The 240,000-square-foot plant will close by the end of May, said Stephan Braig, president and chief executive officer of Engel's North American operations. Engel will move the manufacturing work to its large-tonnage press factory in York, Pa., which last year was named the official North American headquarters.
Engel will expand the York factory through an addition, although details are not yet available.
The company also plans to open two new technical centers this year in North America, plus another one at a relocated Canadian operation. More details on the centers, including the locations, will be released later.
Braig cited several reasons for ending production in Guelph - which Engel began in 1976. The North American market for injection presses has shrunk dramatically in recent years. Braig said the remaining market is ``more dynamic than ever,'' as customers need a high level of technology and automation, delivered with very short lead times.
It makes more sense to cover that type of market from one main factory and several regional technical centers, instead of two assembly plants, he said.
``With having two plants and having two engineering groups and two infrastructures here, that hasn't necessarily helped in that dynamic environment. So really having one plant, one manufacturing group, streamlines that,'' Braig said.
Until now, Schwertberg, Austria-based Engel Holding GmbH has followed the same strategy in North America as it does in Austria: running two separate plants, one dedicated to small machines and one to big machines.
The Guelph plant makes presses in clamping forces up to 500 tons. York builds machines larger than 500 tons. Now, the York plant will also assemble Engel's smaller presses, the Speed line for packaging and the all-electric E-Motion line.
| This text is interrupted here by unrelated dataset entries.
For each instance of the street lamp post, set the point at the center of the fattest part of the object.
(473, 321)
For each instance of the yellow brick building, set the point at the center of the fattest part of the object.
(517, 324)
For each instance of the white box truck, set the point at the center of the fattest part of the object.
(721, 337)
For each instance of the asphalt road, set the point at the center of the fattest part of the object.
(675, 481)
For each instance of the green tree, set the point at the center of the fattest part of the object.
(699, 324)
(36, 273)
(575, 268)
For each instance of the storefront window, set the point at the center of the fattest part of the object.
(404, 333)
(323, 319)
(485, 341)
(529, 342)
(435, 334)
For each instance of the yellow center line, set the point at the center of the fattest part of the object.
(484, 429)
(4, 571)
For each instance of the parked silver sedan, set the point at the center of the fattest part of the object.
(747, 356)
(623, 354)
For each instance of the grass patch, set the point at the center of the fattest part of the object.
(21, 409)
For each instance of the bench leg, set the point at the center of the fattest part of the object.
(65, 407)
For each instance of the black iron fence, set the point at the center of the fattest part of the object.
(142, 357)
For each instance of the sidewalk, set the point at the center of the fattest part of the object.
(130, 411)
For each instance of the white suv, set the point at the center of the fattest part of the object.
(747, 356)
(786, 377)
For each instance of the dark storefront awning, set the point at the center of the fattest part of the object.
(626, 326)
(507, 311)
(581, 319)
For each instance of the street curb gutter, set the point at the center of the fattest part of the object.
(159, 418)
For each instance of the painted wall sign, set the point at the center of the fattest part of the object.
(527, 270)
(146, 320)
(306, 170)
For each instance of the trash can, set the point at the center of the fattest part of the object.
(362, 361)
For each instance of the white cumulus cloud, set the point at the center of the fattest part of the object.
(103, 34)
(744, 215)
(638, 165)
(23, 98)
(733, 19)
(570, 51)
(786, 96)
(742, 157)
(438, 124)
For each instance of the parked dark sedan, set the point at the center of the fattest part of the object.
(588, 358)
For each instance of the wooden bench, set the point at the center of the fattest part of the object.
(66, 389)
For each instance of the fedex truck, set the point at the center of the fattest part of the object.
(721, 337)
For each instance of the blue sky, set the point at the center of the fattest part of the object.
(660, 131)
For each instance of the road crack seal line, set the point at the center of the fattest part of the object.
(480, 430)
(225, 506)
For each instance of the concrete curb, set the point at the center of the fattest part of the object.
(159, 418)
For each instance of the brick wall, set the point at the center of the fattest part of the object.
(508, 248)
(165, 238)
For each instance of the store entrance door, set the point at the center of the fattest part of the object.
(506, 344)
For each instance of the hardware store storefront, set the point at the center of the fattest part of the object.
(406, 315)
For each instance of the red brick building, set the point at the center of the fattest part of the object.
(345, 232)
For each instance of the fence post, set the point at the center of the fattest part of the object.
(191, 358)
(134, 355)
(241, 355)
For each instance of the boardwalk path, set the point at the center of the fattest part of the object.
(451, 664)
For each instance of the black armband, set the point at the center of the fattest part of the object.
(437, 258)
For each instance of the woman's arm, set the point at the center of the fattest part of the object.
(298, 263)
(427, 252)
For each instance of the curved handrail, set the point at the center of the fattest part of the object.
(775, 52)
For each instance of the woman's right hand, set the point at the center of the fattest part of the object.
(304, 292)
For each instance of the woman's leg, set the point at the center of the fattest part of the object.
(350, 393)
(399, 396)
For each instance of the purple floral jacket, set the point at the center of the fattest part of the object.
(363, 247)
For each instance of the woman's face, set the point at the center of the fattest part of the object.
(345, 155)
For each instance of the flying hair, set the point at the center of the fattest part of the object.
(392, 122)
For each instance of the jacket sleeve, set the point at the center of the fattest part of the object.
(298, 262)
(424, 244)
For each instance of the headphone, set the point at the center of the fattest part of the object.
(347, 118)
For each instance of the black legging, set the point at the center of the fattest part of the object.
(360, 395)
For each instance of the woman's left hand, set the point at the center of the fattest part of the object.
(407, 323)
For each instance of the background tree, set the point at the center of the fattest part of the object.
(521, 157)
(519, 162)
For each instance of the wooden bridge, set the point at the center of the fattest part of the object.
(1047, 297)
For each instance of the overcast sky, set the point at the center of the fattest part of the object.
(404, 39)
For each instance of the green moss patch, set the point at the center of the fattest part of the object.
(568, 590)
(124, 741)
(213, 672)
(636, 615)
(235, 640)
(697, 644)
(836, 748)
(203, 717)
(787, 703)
Braig said the company is looking for a site in the Guelph area to house spare parts, service and training. A team that designs downstream automation cells will remain at the scaled-down Canadian operation, he said. Engel will employ between 30 and 40 there, out of its current Guelph employment of 258.
``To our Canadian customers, the only thing that is changing is, we do not do manufacturing in Canada. But all the support infrastructure will remain unchanged to our Canadian customers,'' Braig said in a telephone interview.
Engel called a meeting Jan. 29 to tell Guelph employees about the shutdown, and then issued a news release the next day.
Engel has trimmed its Canadian workforce in recent years. The Guelph operation employed 500 in 2002 and occupied two buildings, one to build injection presses and another to make robots. Braig said the company closed the automation center about two years ago and moved it into the assembly building.
When Engel announced layoffs in Guelph last year, officials said the plant would no longer make the global-platform Victory press.
The strength of the Canadian dollar vs. the weak U.S. dollar has hurt Canadian manufacturers that export to the United States, by making their goods more expensive. But Braig said that, for the family-owned Engel, currency issues had no impact on the decision to close Guelph.
``Engel doesn't make decisions based in short-term developments,'' he said.
The end of Engel manufacturing in Guelph is more bad news for Guelph, a city of 115,000 people west of Toronto. Two weeks before the Engel announcement, Collins & Aikman Corp. said it was closing a major plastics plant in Guelph, cutting 500 jobs.
Peter Cartwright, Guelph's general manager of economic development, said the Collins & Aikman and Engel plant closings hurt.
``Certainly, the numbers are pretty significant. They're important jobs to the community, so we don't like to see them lost,'' he said.
Cartwright said some manufacturing gains have helped soften the blow, as another auto parts supplier has added 300 jobs and a government data center will hire another 200 people.